Definitions and Dramatis Personae
One of the most interesting aspects of dinosaur history is the extinction of the nonavian dinosaurs and the rise of mammals to dominance.
How did this occur?
First, some definitions:
Extinction: not recognized as a natural phenomenon until Cuvier. Different definitions (or at least different emphases) according to
different types of scientists:
(All of these essentially mean the same thing: there are no more of that kind of organism).
- Classical biologist/Paleontologist: When last member of species or clade dies out.
- Geneticist: When that particular genome is no longer passed on.
- Ecologist: When species or clade range goes to zero.
Only two types of taxa can go extinct: species and clades.
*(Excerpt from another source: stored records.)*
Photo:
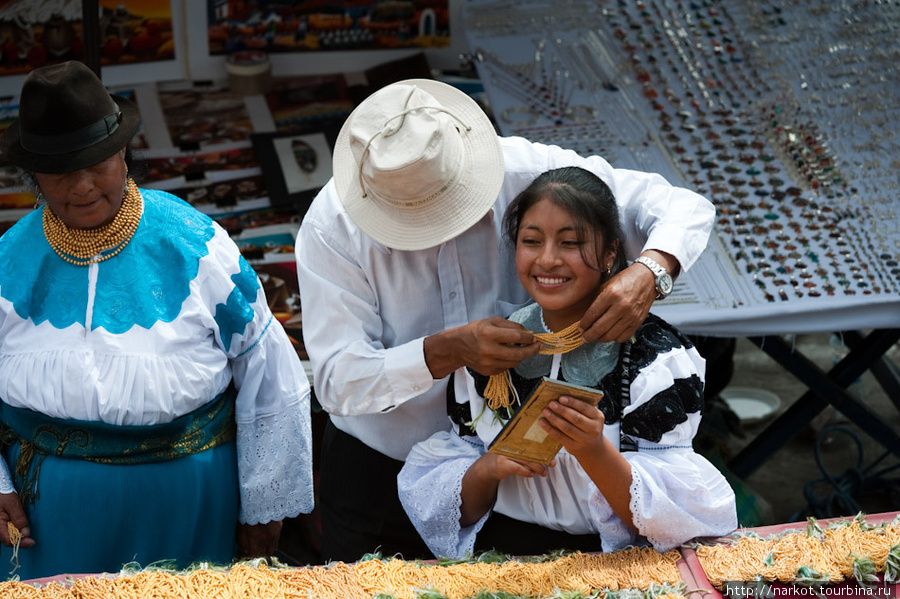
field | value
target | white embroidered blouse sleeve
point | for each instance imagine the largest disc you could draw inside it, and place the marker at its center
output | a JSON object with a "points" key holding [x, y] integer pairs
{"points": [[430, 486], [272, 408], [676, 494]]}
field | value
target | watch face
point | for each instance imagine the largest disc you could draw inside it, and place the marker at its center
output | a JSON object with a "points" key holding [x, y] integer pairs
{"points": [[665, 284]]}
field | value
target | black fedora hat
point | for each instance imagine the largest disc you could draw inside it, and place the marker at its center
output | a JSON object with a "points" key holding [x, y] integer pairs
{"points": [[67, 121]]}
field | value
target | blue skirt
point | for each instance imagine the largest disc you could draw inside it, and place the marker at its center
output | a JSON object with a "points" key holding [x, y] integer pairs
{"points": [[91, 517]]}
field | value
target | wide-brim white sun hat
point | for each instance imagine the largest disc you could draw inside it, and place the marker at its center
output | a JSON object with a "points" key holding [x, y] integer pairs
{"points": [[417, 163]]}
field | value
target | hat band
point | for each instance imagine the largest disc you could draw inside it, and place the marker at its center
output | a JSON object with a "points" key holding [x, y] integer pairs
{"points": [[385, 132], [74, 140]]}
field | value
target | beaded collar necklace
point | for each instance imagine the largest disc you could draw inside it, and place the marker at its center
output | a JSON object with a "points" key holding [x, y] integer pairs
{"points": [[88, 246]]}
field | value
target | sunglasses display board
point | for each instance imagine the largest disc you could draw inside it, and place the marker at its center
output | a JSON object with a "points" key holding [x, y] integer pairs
{"points": [[779, 113], [783, 114]]}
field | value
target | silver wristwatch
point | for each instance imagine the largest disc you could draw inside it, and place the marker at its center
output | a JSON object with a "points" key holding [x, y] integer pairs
{"points": [[664, 282]]}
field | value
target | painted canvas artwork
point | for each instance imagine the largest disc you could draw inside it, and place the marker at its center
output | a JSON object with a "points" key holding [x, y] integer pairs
{"points": [[304, 25], [35, 34]]}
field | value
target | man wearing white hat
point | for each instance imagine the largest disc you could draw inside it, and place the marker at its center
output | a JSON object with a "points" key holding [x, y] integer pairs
{"points": [[404, 278]]}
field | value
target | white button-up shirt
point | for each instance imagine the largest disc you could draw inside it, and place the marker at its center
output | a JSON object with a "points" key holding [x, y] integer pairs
{"points": [[367, 308]]}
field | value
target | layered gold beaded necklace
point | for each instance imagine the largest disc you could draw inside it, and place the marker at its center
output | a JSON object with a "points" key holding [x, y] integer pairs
{"points": [[87, 246], [499, 386]]}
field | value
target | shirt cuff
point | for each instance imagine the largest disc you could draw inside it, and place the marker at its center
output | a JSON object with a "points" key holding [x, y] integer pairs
{"points": [[6, 484], [406, 369]]}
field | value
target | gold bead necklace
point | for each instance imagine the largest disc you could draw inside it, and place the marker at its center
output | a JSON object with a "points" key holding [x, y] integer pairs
{"points": [[499, 387], [87, 246]]}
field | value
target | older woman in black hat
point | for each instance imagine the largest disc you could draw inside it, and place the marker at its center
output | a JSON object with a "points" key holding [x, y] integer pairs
{"points": [[151, 408]]}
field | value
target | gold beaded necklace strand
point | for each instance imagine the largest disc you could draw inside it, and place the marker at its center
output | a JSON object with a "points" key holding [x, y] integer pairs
{"points": [[497, 391], [86, 246]]}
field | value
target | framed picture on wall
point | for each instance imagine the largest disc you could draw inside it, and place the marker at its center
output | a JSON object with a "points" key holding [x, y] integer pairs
{"points": [[295, 165]]}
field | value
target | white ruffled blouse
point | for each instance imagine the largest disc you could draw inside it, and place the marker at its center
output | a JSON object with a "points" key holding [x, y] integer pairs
{"points": [[676, 494], [155, 333]]}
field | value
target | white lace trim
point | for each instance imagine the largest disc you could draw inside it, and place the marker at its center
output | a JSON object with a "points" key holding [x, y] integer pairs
{"points": [[274, 466]]}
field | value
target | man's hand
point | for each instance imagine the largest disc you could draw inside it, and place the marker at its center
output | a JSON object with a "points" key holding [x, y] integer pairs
{"points": [[11, 511], [258, 540], [624, 301], [486, 346]]}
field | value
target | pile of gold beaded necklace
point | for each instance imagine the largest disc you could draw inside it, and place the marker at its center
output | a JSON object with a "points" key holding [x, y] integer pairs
{"points": [[87, 246], [497, 392]]}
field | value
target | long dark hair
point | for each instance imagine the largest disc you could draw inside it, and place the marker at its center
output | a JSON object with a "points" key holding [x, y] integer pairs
{"points": [[587, 198]]}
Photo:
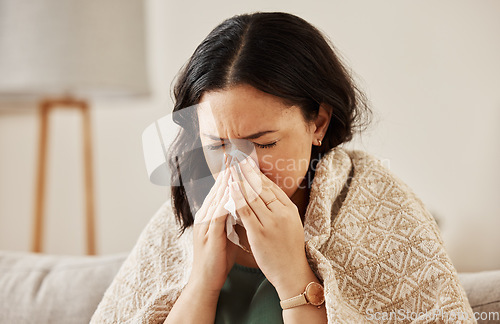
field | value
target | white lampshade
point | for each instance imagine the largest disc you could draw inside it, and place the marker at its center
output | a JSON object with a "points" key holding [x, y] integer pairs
{"points": [[80, 47]]}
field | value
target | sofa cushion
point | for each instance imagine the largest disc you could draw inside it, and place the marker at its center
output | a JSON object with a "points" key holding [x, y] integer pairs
{"points": [[53, 289], [483, 292]]}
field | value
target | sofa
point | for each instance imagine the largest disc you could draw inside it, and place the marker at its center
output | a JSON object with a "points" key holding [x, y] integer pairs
{"points": [[38, 288]]}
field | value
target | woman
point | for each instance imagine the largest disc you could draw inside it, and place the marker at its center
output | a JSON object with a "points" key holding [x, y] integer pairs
{"points": [[268, 85]]}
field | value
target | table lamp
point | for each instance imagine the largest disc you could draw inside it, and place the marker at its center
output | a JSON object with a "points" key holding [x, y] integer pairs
{"points": [[63, 53]]}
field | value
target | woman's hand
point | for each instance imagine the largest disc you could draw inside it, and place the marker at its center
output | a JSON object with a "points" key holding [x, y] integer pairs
{"points": [[273, 226], [214, 254]]}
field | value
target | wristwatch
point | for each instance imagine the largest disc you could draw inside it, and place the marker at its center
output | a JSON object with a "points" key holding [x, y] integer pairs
{"points": [[313, 294]]}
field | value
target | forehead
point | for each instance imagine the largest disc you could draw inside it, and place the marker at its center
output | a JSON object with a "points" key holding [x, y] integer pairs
{"points": [[243, 109]]}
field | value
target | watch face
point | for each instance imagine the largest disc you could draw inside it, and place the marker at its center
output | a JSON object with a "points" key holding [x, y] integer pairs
{"points": [[315, 294]]}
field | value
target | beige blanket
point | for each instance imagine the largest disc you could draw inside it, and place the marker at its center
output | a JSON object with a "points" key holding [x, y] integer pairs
{"points": [[369, 239]]}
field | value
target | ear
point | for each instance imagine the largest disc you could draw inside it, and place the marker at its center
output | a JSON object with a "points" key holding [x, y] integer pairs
{"points": [[322, 121]]}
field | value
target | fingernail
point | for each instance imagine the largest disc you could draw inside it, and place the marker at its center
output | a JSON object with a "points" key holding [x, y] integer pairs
{"points": [[234, 186]]}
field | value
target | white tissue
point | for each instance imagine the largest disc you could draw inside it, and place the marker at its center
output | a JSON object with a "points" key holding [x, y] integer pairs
{"points": [[233, 219]]}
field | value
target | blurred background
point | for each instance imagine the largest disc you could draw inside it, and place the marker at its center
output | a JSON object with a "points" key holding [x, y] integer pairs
{"points": [[431, 70]]}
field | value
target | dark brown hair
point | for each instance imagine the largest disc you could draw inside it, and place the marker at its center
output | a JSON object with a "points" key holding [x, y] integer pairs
{"points": [[277, 53]]}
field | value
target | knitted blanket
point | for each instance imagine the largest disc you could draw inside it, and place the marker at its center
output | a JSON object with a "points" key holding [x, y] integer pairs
{"points": [[369, 239]]}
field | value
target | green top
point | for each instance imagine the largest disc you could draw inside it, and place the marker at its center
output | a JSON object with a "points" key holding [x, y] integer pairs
{"points": [[247, 297]]}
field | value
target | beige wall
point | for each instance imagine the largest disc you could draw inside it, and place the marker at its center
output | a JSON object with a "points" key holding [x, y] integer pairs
{"points": [[430, 68]]}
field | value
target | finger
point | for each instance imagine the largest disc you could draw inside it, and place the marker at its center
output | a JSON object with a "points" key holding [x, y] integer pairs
{"points": [[248, 217], [253, 200], [269, 184], [255, 179]]}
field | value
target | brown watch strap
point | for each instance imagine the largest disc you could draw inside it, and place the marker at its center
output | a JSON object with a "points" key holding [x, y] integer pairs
{"points": [[294, 301]]}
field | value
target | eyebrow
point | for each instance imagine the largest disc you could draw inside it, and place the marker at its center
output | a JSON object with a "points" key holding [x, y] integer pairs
{"points": [[252, 136]]}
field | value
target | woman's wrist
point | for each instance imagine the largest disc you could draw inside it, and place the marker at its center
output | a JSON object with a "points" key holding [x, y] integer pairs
{"points": [[199, 289], [295, 282]]}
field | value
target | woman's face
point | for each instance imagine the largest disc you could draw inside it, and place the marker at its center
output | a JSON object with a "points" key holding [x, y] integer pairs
{"points": [[274, 134]]}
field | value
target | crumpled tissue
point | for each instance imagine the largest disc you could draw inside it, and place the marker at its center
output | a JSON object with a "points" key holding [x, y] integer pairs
{"points": [[233, 218]]}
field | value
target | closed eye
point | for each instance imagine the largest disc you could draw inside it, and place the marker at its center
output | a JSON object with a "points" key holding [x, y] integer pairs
{"points": [[264, 146]]}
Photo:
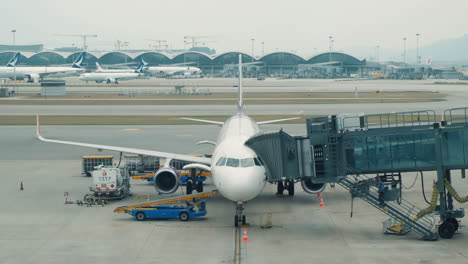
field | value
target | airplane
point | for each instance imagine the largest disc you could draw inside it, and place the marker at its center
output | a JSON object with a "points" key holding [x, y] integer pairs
{"points": [[100, 69], [172, 70], [34, 74], [238, 173], [112, 77]]}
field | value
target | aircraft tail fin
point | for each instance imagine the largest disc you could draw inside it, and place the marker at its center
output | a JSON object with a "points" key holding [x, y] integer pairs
{"points": [[14, 60], [98, 66], [79, 60], [240, 103], [139, 69], [276, 120]]}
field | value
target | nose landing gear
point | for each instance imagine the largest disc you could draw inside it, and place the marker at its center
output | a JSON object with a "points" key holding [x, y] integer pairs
{"points": [[239, 218]]}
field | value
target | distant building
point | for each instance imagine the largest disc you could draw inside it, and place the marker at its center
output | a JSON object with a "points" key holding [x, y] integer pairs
{"points": [[22, 48]]}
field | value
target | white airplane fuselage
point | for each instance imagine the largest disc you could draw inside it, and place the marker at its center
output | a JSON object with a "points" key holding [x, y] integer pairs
{"points": [[237, 183], [155, 70], [11, 72], [108, 76]]}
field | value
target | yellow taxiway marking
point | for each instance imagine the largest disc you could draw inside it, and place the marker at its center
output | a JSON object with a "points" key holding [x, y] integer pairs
{"points": [[183, 135]]}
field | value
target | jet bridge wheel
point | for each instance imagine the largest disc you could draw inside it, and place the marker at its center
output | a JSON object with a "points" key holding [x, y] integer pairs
{"points": [[291, 188], [454, 222], [280, 187], [446, 230], [199, 187], [183, 216], [189, 187], [140, 216]]}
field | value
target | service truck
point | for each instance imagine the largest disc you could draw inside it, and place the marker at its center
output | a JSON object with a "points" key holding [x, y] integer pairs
{"points": [[110, 182]]}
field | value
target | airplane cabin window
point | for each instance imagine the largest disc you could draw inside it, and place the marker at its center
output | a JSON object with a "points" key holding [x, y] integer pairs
{"points": [[247, 162], [232, 162], [221, 161], [257, 162]]}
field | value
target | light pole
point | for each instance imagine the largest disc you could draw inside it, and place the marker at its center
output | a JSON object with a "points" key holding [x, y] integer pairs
{"points": [[14, 39], [253, 43], [404, 51], [377, 53], [14, 47], [417, 48]]}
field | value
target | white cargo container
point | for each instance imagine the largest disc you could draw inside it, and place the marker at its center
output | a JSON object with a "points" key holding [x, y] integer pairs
{"points": [[110, 182]]}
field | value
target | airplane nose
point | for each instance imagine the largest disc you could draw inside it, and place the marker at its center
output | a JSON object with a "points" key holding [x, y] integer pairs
{"points": [[240, 186]]}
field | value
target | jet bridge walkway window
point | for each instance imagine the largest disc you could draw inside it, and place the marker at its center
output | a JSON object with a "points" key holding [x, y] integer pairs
{"points": [[344, 149]]}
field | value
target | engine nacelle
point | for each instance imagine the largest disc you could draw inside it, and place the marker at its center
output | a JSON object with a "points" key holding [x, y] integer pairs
{"points": [[33, 77], [112, 80], [313, 188], [166, 180]]}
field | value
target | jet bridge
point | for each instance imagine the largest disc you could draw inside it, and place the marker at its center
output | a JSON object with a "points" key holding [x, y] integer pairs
{"points": [[345, 149]]}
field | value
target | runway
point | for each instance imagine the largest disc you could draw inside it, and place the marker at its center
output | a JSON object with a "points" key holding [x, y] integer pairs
{"points": [[36, 220], [457, 96]]}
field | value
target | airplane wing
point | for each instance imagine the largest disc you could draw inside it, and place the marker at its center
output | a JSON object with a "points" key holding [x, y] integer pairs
{"points": [[276, 121], [204, 121], [152, 153]]}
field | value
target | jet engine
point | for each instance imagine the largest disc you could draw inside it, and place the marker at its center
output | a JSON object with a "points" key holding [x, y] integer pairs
{"points": [[33, 77], [112, 80], [166, 180], [313, 188]]}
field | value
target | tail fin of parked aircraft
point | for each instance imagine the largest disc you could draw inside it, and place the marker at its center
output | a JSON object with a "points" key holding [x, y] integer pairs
{"points": [[240, 103], [14, 60], [139, 69], [79, 60], [98, 66]]}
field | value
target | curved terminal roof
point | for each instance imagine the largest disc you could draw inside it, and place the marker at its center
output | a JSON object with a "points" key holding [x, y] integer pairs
{"points": [[192, 56], [232, 58], [198, 58], [335, 57], [282, 58]]}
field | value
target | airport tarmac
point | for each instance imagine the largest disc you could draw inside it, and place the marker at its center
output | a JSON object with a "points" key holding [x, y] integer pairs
{"points": [[457, 96], [37, 227]]}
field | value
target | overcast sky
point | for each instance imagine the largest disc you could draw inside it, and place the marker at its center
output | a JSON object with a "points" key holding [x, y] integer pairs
{"points": [[301, 26]]}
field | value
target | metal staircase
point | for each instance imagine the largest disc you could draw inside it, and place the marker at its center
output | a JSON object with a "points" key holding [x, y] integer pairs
{"points": [[400, 210]]}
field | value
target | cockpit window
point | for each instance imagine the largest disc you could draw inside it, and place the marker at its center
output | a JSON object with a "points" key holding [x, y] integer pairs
{"points": [[257, 162], [232, 162], [247, 162], [221, 161]]}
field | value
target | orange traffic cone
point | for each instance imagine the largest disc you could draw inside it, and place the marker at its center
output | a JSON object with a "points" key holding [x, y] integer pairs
{"points": [[245, 238]]}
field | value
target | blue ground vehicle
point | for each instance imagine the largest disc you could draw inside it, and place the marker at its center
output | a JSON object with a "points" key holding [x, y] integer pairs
{"points": [[165, 211]]}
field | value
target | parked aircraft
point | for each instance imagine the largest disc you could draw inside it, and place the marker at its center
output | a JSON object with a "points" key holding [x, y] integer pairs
{"points": [[237, 172], [34, 74], [172, 70], [112, 77]]}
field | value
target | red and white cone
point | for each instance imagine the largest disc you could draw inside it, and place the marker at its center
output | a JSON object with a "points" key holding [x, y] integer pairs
{"points": [[322, 204], [245, 238]]}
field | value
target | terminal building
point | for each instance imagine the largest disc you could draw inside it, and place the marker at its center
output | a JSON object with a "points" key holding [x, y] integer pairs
{"points": [[276, 64]]}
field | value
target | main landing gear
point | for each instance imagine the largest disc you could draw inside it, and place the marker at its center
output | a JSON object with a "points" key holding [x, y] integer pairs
{"points": [[194, 183], [448, 228], [285, 185], [239, 218]]}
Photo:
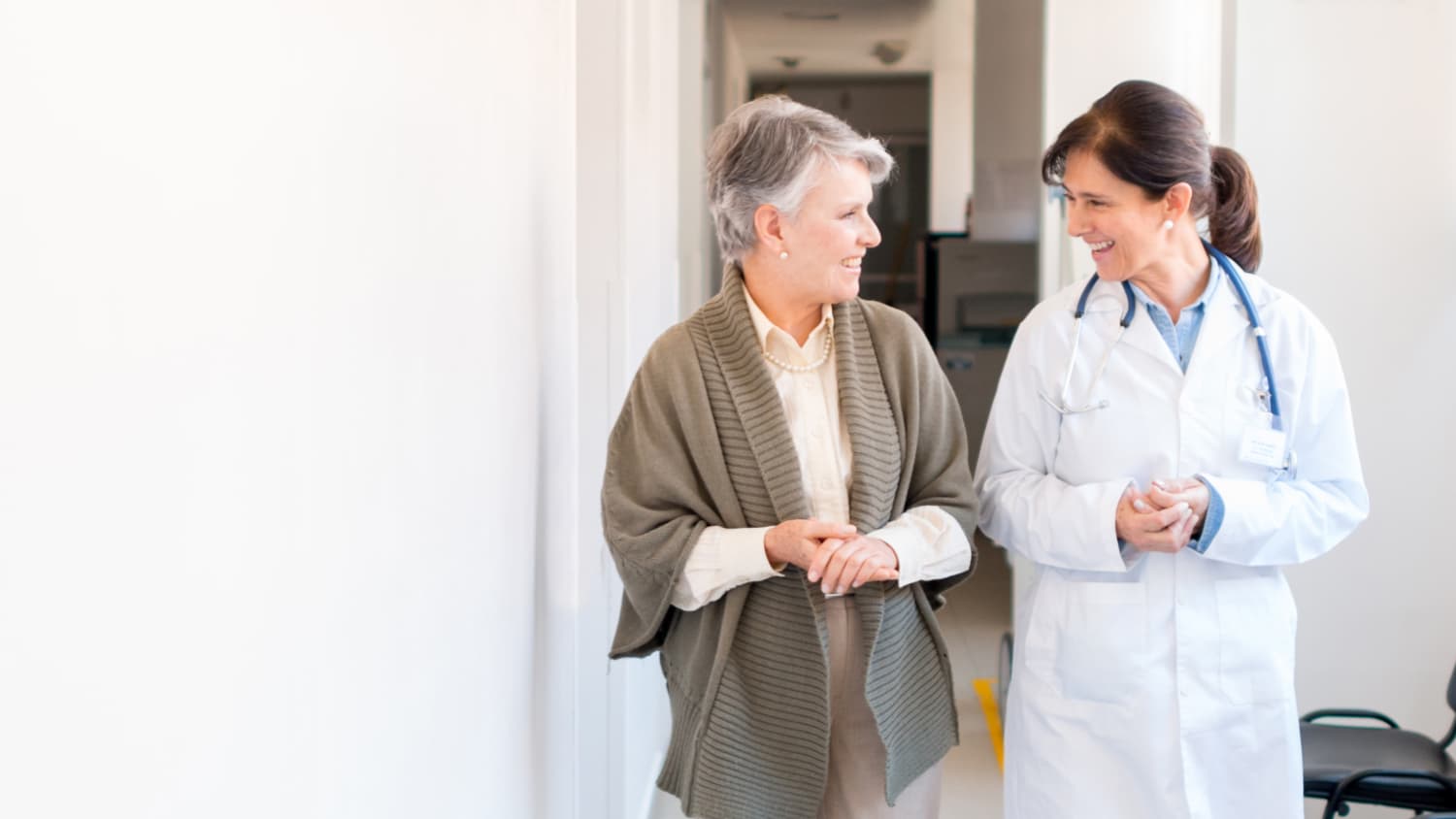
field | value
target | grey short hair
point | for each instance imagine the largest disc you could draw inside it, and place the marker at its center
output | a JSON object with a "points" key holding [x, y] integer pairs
{"points": [[768, 153]]}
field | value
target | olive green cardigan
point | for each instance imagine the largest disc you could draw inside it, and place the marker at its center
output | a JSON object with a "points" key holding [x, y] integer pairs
{"points": [[702, 441]]}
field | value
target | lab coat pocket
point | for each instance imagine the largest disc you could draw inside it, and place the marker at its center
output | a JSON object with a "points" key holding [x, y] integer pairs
{"points": [[1255, 639], [1103, 641]]}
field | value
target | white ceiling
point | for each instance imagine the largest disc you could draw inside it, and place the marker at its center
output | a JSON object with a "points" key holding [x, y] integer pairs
{"points": [[768, 29]]}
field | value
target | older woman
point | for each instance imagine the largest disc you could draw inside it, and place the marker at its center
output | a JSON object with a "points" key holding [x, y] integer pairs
{"points": [[786, 496]]}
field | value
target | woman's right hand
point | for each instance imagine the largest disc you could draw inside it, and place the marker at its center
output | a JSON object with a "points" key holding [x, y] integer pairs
{"points": [[1149, 528], [798, 541]]}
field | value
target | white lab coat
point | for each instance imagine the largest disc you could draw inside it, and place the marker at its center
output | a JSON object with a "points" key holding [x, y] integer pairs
{"points": [[1161, 685]]}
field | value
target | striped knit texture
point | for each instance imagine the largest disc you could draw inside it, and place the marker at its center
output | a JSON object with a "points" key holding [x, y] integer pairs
{"points": [[762, 746]]}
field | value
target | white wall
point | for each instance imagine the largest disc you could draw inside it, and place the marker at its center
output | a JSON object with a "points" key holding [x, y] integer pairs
{"points": [[1354, 165], [1008, 121], [951, 87], [312, 319]]}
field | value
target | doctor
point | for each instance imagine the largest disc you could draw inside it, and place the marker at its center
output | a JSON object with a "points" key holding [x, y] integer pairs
{"points": [[1165, 437]]}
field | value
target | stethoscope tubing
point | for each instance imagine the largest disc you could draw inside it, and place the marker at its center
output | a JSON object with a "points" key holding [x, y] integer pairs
{"points": [[1266, 361]]}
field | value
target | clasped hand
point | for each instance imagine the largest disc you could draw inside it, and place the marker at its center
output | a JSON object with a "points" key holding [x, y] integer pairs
{"points": [[833, 553], [1165, 516]]}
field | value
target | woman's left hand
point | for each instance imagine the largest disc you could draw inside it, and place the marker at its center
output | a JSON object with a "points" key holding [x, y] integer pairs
{"points": [[1170, 492], [852, 563]]}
Old-fashioned gradistic paraphyletic groups could "go extinct" even though their
descendents (and thus their genome) persisted on.
So, in this sense, Dinosauria (and Saurischia, and Theropoda, and Neotheropoda, and Averostra, and Tetanurae, and Avetheropoda,
and Coelurosauria, and Tyrannoraptora, and Maniraptoriformes, and Maniraptora, and Metornithes, and Pennaraptora, and Eumaniraptora, and Avialae, and Pygostylia, and Ornithothoraces, and Euornithes, and Carinatae, and Ornithurae) are not extinct!
Extinctions happen throughout the fossil record.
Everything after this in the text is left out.